Enrichments
Enrichment is the process by which a record’s metadata can be augmented by either fetching information from an external resource or by performing data analysis on a Collection of records.
The DSL allows the harvest operator to specify multiple enrichments for a parser config. Each enrichment can define one or multiple attributes.
Define a JSON enrichment
enrichment :google_placenames do
requires :country do
"New Zealand"
end
url "http://maps.google.com"
format "json"
attribute :locations do
{
latitude: path("place/lat"),
longitude: path("place/lng")
}
end
attribute :address do
"Wellington, #{requirements[:country]}"
end
end
Define a XML enrichment
enrichment :ndha_rights do
requires :tap_id do
primary[:identifier].first.to_s.gsub("tap:", "")
end
url "http://ndhadeliver.govt.nz/?recordId=#{requirements[:tap_id]}"
format "xml"
attribute :dc_rights, xpath: "//dc:rights"
end
DSL Enrichment Options
type
It gives the harvest operator the option to specify an enrichment class to use for a specific enrichment. These are generally special case enrichments. The only cases we currently have at the moment are for tapuhi.
enrichment :tapuhi_denormalization, type: "TapuhiDenormalize"

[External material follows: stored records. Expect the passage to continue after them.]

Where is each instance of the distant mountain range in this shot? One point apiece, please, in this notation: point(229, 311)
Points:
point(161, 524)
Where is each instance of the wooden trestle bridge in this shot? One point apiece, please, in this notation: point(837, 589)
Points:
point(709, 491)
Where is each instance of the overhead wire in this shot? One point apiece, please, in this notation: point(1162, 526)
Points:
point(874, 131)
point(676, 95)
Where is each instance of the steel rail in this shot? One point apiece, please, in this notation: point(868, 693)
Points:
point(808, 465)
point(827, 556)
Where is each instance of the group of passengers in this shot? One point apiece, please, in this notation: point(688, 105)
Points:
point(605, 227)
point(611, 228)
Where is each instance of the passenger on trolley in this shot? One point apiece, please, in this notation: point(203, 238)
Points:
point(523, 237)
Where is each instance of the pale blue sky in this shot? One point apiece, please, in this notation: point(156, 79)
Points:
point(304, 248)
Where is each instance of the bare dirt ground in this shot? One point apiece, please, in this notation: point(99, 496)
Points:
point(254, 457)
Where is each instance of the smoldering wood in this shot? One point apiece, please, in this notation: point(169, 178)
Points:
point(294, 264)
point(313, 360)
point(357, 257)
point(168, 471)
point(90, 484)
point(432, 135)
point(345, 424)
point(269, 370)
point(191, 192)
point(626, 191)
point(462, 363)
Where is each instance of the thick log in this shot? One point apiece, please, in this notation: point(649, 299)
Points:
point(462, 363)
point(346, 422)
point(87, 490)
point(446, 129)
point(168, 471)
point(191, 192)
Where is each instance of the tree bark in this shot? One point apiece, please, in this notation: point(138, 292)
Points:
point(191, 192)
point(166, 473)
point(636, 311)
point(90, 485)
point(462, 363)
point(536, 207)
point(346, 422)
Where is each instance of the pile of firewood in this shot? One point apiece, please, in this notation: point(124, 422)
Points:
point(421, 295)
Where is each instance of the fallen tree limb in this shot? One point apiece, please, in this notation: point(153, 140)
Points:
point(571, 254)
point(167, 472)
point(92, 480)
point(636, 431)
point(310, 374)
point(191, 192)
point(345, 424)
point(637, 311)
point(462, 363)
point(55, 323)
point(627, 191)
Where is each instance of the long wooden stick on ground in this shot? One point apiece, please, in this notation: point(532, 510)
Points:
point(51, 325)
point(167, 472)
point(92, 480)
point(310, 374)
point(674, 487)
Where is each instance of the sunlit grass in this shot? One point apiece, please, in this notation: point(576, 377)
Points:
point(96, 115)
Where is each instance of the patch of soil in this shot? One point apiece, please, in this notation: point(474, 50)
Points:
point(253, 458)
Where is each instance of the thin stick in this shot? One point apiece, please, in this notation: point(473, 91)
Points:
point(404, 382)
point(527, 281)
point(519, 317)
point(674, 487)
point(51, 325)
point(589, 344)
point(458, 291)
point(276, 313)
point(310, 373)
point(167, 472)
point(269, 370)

The classes we currently support are the following:
TapuhiDenormalize
: This class denormalizes the authorities
TapuhiRelationships
: This class builds the authority relationships from the relation field on a primary source
priority
It gives the harvest operator the option to specifiy the priority of an enrichment source.
enrichment :tapuhi_denormalization, priority: -1, type: "TapuhiDenormalize"
Negative numbers have a higher priority than positive numbers.
required_for_active_record
Setting this to true creates a record in the api that has status: partial until the record has a source with the name of this enrichment. Many enrichments in a parser can have this option.
enrichment :tapuhi_denormalization, priority: -1, required_for_active_record: true do
...
end
Notes:
- Enrichments that contain reject_if block will not write sources for rejected records. If this enrichment is required using this option, rejected records will not become active.
- Although technically possible, this is likely to break reflective enrichments (specifying a
type:
option).
DSL Enrichment Methods
primary
It gives the harvest operator access to the primary source’s attributes through a square bracket notation.
primary[:title]
It will return an AttributeValue object, which means the operator has access to the same DSL as when working within an attribute definition block.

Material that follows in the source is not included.